The Proposed Disposals involve Ancom Subsidiaries, Perusahaan
Kimia Gemilang Sdn Bhd, Fermpro Sdn Bhd, Kumpulan Kesuma Sdn Bhd
And Wedon Sdn Bhd, To Nylex (Malaysia) Berhad (Nylex) for a
Total Sale Consideration of RM64,427,000 to be Satisfied by the
Issuance of 64,427,000 New Ordinary Shares of RM1.00 in Nylex at
an Issue Price of RM1.00 Per Share Credited as Fully Paid-Up.

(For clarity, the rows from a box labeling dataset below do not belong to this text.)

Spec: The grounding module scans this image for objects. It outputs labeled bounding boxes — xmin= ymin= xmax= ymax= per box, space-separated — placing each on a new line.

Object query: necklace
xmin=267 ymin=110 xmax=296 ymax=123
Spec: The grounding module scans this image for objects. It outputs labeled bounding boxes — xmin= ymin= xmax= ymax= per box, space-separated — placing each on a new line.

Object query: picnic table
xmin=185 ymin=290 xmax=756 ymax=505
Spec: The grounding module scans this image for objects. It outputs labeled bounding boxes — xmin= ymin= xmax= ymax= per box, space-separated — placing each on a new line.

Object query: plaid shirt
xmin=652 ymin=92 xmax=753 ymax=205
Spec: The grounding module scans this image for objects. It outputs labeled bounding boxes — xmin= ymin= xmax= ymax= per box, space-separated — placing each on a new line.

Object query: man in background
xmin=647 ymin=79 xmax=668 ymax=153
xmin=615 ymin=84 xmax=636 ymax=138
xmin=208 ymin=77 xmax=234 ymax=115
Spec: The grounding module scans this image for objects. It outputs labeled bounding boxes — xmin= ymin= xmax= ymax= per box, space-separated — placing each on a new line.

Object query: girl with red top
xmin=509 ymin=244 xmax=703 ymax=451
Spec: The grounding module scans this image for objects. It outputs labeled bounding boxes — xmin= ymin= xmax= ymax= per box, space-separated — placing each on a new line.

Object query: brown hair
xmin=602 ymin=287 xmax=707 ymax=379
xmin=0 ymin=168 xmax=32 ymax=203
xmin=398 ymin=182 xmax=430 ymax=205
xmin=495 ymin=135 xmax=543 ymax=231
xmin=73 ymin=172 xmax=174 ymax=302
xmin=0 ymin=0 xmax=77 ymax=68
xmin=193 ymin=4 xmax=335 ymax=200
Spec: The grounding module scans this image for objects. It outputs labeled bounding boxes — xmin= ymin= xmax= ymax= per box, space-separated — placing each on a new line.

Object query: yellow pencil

DAMANSARA REALTY: Evaluates Restructuring Scheme Viability
----------------------------------------------------------
Damansara Realty Bhd refers to the announcement dated 30 May
2003 wherein AmMerchant Bank Berhad (AmMerchant Bank), on behalf
of the Company, announced that the Board of Directors of the
Company (Board) had decided to postpone the submission of the
application on the Proposed Reconstruction and Restructuring
Scheme to the Securities Commission and other relevant
authorities to allow the Board, together with its advisers, to
reconsider and review the key assumptions underlying the profit
and cash flow forecast and projections of the DBhd group of
companies. The "Proposed Reconstruction And Restructuring
Scheme" collectively refers to:

   - Proposed Capital Reduction and Consolidation of Shares;

   - Proposed Exchange of DBHD Shares with the Shares of a
Newly-Incorporated Public Company (Newco), which will
assume the Listing Status of DBHD;

   - Proposed Acquisition of `A' Redeemable Convertible
Cumulative Preference Shares (RCCPS) from Johor Corporation
(JCorp);

   - Proposed Acquisition of the Rights to Allotment of
400,000,000 New Ordinary Shares of Rm1.00 Each in Damansara Town
Center Sdn Bhd (DTCSB), a Wholly-Owned Subsidiary of DBHD, from
Johor City Development Sd Bhd (JCD), a Wholly-Owned Subsidiary
of JCorp, pursuant to the Proposed Conversion by JCD of its
Entire Holding of `B' RCCPS into New Ordinary Shares in DTCSB;

   - Proposed Acquisition of Approximately 240.59 Acres of
Freehold Land (formerly known as Tampoi Land) to be Developed
for a Mixed Development Project Known as `Taman Damansara Alif'
From JCD;

   - Proposed Exemptions to JCorp, JCD and Parties Acting in
Concert With Them From the Obligation to Extend a Mandatory
Take-Over Offer for all the Remaining Shares Not Already Owned
by them in Newco;

   - Proposed Offer for Sale / Placement of Shares in Newco by
JCorp and/or JCD; and

   - Proposed Admission of the Entire Issued and Paid-Up Share
Capital of Newco to the Official List of the Kuala Lumpur Stock
Exchange and Proposed Delisting of DBHD.

Further to that announcement, on behalf of the Company,
AmMerchant Bank would like to announce that the Board is
currently evaluating the viability of the Proposed
Reconstruction and Restructuring Scheme together with
alternatives available to the Company, taking into consideration
the interests of the Company and its shareholders. The Board
anticipates that an appropriate announcement on the outcome of
the evaluation will be made within four (4) months from the 29th
August 2003.


GLOBAL CARRIERS: Disposes of Containerships For US$17.46M
---------------------------------------------------------
The Board of Directors announced that the Global Carriers Berhad
group of companies (the Group) have recently signed the
Memorandums of Agreement (MOA) dated 28 July 2003 for the
disposal of four containerships for a total cash consideration
of USD17.46 million (or approximately RM66.348 million),
hereinafter referred to as the "Proposed Disposals".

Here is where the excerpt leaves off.